Banka sorularına cevap vermek istemiyorum

Banka sorularına cevap vermek istemiyorum

Türkiye Müftüsü Halil Gönenç Hocaefendi ile hayatını ve gündemdeki konuları konuştuk

Röportaj: Abdurrahman Iraz-RisaleHaber

Türkiye Müftüsü Halil Gönenç Hocaefendi ile hayatını ve gündemdeki konuları konuştuk.

Hocam kısaca kendinizi tanıtır mısınız?

Babam menda isminde bir köyün imamıydı. Ben o köyde dünyaya geldim. 6 yaşında Kur’an-ı Kerimi okudum, o zaman biliyorsunuz ki Türkiye yasaklar ülkesiydi, Kur’an-ı Kerim’in okunması dahi yasaktı. Dini müesseseler kapatılmıştı. Camiler satılmış, Kur’an-ı Kerim onlar için en büyük düşmandı. Jandarmalar köyleri geziyorlardı; o zaman, her hangi bir yerde Kur’an-ı Kerim bulsalar alıyorlardı. Kur’an-ı Kerimi ayaklar altına alıyorlardı. Babam merhum, köyde ezan-ı Muhammedi’yi Arapça okuduğu için o okumakta iken jandarmalar köye giriyor, babamı yakalıyorlar, Ömerli’ye götürüyorlar, oradan Savur İlçe’sine götürüyorlar, günlerce gezdiriyorlar ve işkence yapıyorlar, sırf Allahu ekber dediği için... Böyle bir zamanda dünyaya geldik. Ben 1930 doğumluyum. Babam imam olduğu, çocuklara Kur’an-ı Kerim dersini verdiği için ben de o ortamda yaşadım. Bir de bir teyzem oğlu vardı, Suriye’de idi ben de okumak için mutlaka oraya gideceğim diyordum. Yani Türkiye’de din eğitimi imkanı pek olmadığı için, o zaman ben oraya gitmeliyim diyordum.

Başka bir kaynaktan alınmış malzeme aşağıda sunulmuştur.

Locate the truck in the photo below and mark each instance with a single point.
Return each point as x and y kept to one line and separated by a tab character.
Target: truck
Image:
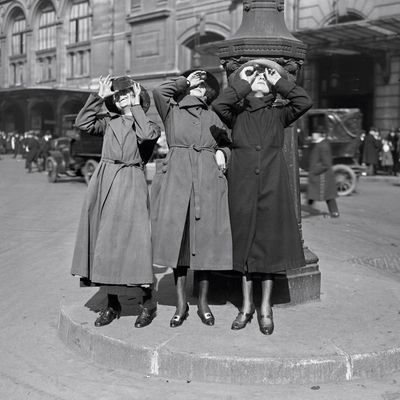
343	129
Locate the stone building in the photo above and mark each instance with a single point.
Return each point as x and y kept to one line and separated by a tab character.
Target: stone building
52	52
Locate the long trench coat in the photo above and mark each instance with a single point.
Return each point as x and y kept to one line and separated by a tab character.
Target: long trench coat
188	186
265	232
113	244
321	180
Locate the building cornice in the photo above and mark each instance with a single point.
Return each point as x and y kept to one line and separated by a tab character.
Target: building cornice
141	18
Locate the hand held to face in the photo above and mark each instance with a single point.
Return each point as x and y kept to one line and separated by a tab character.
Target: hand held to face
196	78
272	75
248	74
105	87
135	96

Din eğitimi görmek için mi?

Evet. Ben 11 yaşında iken, tabi Türkiye’de dediğim gibi zaten o imkan yoktu; çocuktum, okumayı çok istiyordum. Ben de ilim tahsil edeceğim, hoca olacağım diye, Suriye’ye gittim. Orada Amude isminde bir şehirde iki Medrese vardı. Bir Hanefi Medresesi, bir de Şafii Medresesi vardı. Ben şafiiler medresesine gittim, çocuktum benim teyzem oğlu orada kalıyordu o zaman eski usüle göre kitaplarını bitirmişti. Biz de eski usule göre okuduk. 10 sene kadar oradaki medreselerde kaldım. 11 yaşındayken 1941 senesinde gittim, 1951’de dönüş yaptım. Ancak o arada bir süre Bismil İlçesi’ne bağlı Ma’ran köyüne gittim. 2 buçuk - 3 ay kadar Ma’ran’da kaldım. Seyyid Abdulvahhab adında alim bir zat vardı, onda Abdulğaffur’un Haşiye’sini okudum. Şemsi’yenin de başından okudum, daha sonra Zokeyd’de 2 buçuk ay civarında “mutavval” kitabından 14 sayfa kadar okudum. O zaman son kitaplarımı okuyordum.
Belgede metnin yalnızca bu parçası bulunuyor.